The study also found that heart failure patients who add regular, moderate physical activity to standard medical therapy report a higher quality of life compared to similar patients who receive medical therapy only.
"Many patients and health care providers have continued to be concerned about the safety of aerobic exercise for heart failure," said NHLBI Director Dr. Elizabeth G. Nabel. "With the results of this robust clinical trial, we can now reassure heart failure patients that, with appropriate medical supervision, regular aerobic exercise is not only safe but it can also improve their lives in really meaningful ways."
Physical exercise has previously been found to help kids get better grades, spur growth of new brain cells, and improve the brains of the elderly.
The results are published in two papers in the April 8 issue of the Journal of the American Medical Association. The study was conducted at 82 centers in the United States, Canada, and France.
About five million people in the United States have heart failure, a potentially life-threatening condition in which the heart has a reduced ability to pump blood through the body. It is leading cause of hospitalization among Americans age 65 and older.
The problem is growing, the scientists said. Each year, another 550,000 people are diagnosed for the first time.
Heart failure usually develops over several years and commonly results from coronary artery disease, high blood pressure, or diabetes. Treatment typically includes lifestyle changes, medicines, and regular outpatient follow-up with a health care provider. Some patients also need medical devices to help the heart pump better, or surgeries, such as a coronary artery bypass operation or heart transplant.

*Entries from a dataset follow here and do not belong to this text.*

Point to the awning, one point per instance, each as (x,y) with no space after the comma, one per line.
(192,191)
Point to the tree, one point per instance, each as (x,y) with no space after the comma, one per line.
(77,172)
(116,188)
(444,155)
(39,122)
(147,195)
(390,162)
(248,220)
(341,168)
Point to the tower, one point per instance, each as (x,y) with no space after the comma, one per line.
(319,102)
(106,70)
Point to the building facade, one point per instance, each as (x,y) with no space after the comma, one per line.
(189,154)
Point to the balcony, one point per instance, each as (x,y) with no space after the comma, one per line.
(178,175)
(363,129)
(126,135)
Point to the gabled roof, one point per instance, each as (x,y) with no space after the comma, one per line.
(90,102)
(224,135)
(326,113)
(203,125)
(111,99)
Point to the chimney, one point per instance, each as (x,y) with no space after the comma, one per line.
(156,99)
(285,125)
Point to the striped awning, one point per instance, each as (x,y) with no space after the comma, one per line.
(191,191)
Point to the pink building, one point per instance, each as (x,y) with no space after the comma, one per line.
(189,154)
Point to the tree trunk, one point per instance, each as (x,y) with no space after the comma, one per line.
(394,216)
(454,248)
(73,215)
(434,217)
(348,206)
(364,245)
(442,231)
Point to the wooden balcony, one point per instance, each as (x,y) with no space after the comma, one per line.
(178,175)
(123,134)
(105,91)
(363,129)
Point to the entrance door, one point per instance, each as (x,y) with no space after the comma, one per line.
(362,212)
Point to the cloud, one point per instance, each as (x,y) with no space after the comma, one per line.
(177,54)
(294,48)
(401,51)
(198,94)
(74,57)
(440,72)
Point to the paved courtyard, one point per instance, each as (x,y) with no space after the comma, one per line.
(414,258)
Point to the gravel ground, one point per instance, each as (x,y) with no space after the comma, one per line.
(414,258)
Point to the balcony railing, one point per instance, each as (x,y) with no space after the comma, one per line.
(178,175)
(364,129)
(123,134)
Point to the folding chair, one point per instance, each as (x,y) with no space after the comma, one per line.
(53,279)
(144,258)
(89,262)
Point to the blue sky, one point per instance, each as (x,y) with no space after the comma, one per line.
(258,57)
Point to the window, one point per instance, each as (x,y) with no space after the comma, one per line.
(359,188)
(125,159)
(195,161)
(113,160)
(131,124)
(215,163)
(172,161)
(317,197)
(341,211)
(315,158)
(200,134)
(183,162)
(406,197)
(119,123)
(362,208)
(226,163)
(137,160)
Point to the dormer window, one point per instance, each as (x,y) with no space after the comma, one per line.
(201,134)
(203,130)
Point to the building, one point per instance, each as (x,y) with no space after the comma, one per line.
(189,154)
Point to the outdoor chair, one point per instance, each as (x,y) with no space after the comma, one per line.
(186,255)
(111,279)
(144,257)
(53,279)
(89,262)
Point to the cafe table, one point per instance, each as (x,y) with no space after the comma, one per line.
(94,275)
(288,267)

Earlier, smaller clinical trials have suggested that exercise is beneficial for heart failure patients, and clinical guidelines recommend moderate exercise for this condition. Nonetheless, safety concerns persisted.
The new study followed 2,331 patients with moderate-to-severe systolic heart failure (average age 59) for up to four years (average of 2.5 years).
About one-half of the participants were randomly assigned to receive usual care alone, which included medical and device therapy as prescribed by their physicians and educational materials on disease management. They were also asked to engage in 30 minutes of moderate physical activity on most days of the week.
The other half of the participants were in the exercise training group, and they received usual care plus 36 sessions of group-based, supervised aerobic exercise training (walking or stationary cycling) of up to 35 minutes three times per week. These participants were asked to transition to home-based training at the same intensity five times per week for the remainder of the study and received a treadmill or stationary bike for home use and a heart rate monitor.
Compared to the usual care group, the exercise training group had slightly fewer (statistically non-significant) deaths or hospitalizations from any cause.
When researchers adjusted the findings for the strongest predictors of death or hospitalization — initial exercise capacity, history of atrial fibrillation, depression, cardiac pumping function, and cause of heart failure — exercise training was linked to an 11 percent lower risk of all-cause death or hospitalization and a 15 percent lower risk of cardiovascular-related death or heart failure hospitalization.
In addition, there was no significant difference in serious adverse events between the two groups, such as an abnormal heart rhythm, hip fracture, or hospitalization related to exercise, suggesting that exercise training was well tolerated and safe, the researchers explained.
The benefits of exercise may even be underestimated by the study results because many of the usual care participants also exercised, the scientists point out.